HL Deb 16 June 1993 vol 546 cc1564-5

2.53 p.m.

The Countess of Mar asked Her Majesty's Government:

What practical support and advice are being provided by the National Health Service to patients suffering the chronic effects of exposure to organophosphates used in sheep dips and to their general practitioners and consultants.

The Parliamentary Under-Secretary of State, Department of Health (Baroness Cumberlege)

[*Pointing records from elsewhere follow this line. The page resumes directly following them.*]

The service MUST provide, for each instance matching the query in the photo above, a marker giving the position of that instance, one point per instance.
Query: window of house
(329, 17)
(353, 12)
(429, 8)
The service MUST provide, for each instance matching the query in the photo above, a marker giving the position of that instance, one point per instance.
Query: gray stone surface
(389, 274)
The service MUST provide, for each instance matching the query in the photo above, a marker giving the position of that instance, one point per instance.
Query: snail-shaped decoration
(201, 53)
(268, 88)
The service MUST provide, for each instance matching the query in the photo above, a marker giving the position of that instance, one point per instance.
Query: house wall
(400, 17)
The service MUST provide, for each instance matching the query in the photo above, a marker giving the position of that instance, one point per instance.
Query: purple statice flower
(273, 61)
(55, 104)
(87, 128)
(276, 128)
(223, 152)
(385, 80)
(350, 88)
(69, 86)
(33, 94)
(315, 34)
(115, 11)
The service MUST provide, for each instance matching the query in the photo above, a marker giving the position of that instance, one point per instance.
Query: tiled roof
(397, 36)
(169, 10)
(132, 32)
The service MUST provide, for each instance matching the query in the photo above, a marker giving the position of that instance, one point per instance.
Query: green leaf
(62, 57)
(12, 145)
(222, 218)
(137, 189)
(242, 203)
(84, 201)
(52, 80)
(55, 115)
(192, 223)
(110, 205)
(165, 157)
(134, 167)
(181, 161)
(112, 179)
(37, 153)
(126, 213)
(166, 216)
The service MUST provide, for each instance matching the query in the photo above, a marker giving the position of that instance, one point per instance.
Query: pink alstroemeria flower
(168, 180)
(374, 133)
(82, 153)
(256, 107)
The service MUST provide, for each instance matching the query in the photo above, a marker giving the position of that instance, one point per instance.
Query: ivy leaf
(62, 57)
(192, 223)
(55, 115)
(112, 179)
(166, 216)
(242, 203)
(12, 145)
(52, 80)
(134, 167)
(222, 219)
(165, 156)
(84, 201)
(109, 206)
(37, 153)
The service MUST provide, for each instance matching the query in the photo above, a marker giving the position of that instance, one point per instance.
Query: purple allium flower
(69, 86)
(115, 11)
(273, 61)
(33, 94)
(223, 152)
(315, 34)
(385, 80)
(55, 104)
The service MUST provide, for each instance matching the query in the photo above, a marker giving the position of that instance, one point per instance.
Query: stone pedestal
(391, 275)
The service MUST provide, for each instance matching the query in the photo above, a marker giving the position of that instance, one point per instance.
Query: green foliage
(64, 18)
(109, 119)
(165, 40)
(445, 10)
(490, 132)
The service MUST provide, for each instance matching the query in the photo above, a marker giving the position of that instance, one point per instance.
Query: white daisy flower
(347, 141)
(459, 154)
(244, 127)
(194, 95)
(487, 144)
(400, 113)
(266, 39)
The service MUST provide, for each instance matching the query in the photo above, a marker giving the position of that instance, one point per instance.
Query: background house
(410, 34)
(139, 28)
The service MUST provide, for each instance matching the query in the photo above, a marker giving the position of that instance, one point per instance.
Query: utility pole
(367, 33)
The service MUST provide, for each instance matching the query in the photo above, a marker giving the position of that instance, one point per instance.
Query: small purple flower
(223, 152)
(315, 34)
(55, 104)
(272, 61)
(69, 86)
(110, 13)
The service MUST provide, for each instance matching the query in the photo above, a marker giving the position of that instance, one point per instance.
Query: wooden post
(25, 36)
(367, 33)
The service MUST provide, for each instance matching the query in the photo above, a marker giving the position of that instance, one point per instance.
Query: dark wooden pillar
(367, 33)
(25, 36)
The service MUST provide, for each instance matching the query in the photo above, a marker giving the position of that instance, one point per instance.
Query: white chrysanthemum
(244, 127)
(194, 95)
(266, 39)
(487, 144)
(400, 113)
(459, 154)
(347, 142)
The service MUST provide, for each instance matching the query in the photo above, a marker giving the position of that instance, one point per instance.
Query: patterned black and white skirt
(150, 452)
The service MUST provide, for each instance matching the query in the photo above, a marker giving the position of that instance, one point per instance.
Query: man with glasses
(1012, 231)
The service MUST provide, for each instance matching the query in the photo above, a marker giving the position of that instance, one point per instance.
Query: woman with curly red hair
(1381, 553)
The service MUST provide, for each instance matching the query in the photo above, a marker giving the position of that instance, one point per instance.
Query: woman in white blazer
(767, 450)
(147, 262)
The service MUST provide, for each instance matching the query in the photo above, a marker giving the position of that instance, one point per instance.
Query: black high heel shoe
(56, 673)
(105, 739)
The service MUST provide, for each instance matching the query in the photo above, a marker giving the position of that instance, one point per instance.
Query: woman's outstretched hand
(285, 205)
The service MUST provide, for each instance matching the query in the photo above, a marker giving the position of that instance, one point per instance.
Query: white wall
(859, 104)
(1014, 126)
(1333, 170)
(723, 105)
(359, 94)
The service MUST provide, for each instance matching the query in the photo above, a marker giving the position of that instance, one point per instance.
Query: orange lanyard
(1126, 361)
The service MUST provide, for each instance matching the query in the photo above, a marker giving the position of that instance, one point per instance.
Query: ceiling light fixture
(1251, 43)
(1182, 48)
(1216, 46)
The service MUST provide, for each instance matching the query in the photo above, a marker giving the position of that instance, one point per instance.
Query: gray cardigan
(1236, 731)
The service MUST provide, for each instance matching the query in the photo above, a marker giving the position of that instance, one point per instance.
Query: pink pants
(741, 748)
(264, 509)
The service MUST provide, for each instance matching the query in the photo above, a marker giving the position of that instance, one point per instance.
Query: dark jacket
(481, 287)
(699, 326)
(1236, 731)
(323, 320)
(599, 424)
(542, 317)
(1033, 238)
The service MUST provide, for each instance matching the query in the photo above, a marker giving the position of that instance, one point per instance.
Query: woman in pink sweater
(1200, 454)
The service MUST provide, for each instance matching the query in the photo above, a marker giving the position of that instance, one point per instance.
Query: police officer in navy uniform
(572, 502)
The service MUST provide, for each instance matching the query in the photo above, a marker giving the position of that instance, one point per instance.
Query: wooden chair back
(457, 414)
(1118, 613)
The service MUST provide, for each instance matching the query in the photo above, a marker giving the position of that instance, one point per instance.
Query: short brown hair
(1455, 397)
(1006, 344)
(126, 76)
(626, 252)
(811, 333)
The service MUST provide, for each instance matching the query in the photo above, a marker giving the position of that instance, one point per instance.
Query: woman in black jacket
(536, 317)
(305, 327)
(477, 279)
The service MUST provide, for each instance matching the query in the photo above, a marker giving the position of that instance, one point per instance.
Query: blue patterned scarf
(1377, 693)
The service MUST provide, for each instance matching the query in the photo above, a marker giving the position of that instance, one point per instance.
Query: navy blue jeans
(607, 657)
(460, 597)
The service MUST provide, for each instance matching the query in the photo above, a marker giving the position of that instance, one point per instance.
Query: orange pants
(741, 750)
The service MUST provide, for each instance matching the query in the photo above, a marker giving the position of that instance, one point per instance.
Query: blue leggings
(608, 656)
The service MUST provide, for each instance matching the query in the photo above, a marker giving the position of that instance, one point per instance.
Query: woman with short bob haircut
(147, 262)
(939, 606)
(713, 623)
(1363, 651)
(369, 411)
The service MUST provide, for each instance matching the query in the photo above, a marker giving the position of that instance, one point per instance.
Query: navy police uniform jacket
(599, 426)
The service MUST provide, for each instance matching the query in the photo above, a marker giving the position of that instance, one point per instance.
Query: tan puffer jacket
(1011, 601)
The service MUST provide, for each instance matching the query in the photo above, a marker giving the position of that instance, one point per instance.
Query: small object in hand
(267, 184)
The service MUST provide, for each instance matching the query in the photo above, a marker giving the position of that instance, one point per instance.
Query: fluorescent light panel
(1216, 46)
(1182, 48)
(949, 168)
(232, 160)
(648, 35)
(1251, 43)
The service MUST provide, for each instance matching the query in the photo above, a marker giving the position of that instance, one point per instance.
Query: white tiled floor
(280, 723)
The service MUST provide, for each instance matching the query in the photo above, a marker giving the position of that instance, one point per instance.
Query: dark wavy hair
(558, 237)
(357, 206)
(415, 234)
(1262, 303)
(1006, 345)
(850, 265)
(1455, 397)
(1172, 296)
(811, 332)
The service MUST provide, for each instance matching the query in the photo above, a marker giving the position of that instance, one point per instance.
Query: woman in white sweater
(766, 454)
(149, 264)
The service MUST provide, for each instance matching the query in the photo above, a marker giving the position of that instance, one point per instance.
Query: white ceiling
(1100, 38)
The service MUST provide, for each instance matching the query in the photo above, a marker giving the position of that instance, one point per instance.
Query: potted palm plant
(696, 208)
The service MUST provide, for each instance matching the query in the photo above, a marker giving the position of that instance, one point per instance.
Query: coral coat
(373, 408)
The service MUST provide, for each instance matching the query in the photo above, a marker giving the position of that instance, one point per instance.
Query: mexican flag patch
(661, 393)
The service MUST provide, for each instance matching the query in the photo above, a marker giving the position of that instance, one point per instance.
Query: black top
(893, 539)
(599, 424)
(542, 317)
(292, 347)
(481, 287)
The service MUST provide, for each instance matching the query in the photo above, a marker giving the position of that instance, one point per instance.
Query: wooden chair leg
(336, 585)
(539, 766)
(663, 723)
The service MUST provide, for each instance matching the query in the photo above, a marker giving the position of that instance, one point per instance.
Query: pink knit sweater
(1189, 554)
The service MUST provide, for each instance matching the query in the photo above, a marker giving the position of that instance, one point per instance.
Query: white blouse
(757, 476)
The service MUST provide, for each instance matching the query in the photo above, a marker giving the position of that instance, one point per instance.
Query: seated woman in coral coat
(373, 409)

My Lords, the Government's Chief Medical Officer wrote in 1991 to all doctors in the United Kingdom alerting them to the schemes in operation for reporting incidents of exposures to pesticides and to certain veterinary medicines such as sheep dips. The letter further advised them that advice on poisoning was available from the Employment Medical Advisory Service and the Department of Health book, Pesticide Poisoning: Notes for the guidance of medical practitioners.

The Countess of Mar

My Lords, I thank the noble Baroness for her reply. Is she aware that while GPs may ask patients about enzootic diseases, they very rarely think of chemicals? That is my own experience as well as that of a great many other people. Is the Minister further aware that because they do not look at the signs and symptoms of organophosphate poisoning, many patients are being mistreated? Particularly if they display psychological signs, they are put into mental hospitals. In one case a young man was locked up for two years, given electrical treatment and then, when it was discovered that he was suffering from organophosphate poisoning, he was discharged with absolutely no support. That is happening over and over again. Is the Minister aware in addition that such an event happened to a 12 year-old boy just a few months ago and he was told that he was shamming? It is a very distressful situation for people suffering from organophosphate poisoning. Please can the Minister do as much as she can to alert the medical profession to the problems?

Baroness Cumberlege

My Lords, the Government have sympathy with the view expressed by the noble Countess. The Chief Medical Officer and the Chief Executive of the Veterinary Medicines Directorate together are going to write to all doctors (which includes GPs and consultants working in the NHS and the private sector) to draw their attention to the potential hazards.

Lord McColl of Dulwich

My Lords, does my noble friend agree that support and advice may be required for those noble Lords who are beginning to show symptoms and signs of repeated exposure to these questions on sheep dip?

Baroness Cumberlege

My Lords, the noble Countess has fought a vigorous and determined campaign. I believe that it is producing results.

Lord Carter

My Lords, is the Minister aware that some of us do not regard poisoning by organophosphates as a laughing matter? Is she further aware of the scientific opinion that the dipping of sheep with organophosphates has brought us no nearer to the eradication of sheep scab than when the compulsory dipping began in 1973? If that is the case, can the Minister say why farmers and farm workers are still being exposed to these extremely dangerous substances instead of using other less toxic materials?

Baroness Cumberlege

My Lords, an enormous amount of research is being undertaken at this moment on the subject by the London Poisons Unit, the West Midlands Poisons Unit, the Institute of Occupational Medicine in Edinburgh, the Institute of Occupational Health in Birmingham and the Health and Safety Executive Field Consultant Group, which is doing some fieldwork on the subject. In addition, Professor Peter Blain, Dr. Martin Johnston and Dr. Huw Rees are examining this subject with further research. All this research is due to come to the Government within the year, or at least within the next two or three years. When we know the results of that research we shall want to take definite action.

Lord Carter

My Lords, would it not be sensible to ban the use of these materials until the results of this research are available?

Baroness Cumberlege

My Lords, it is important that any action which the Government take is based on solid research. As I have said, some of that research is coming to fruition by the autumn and then the results will be considered.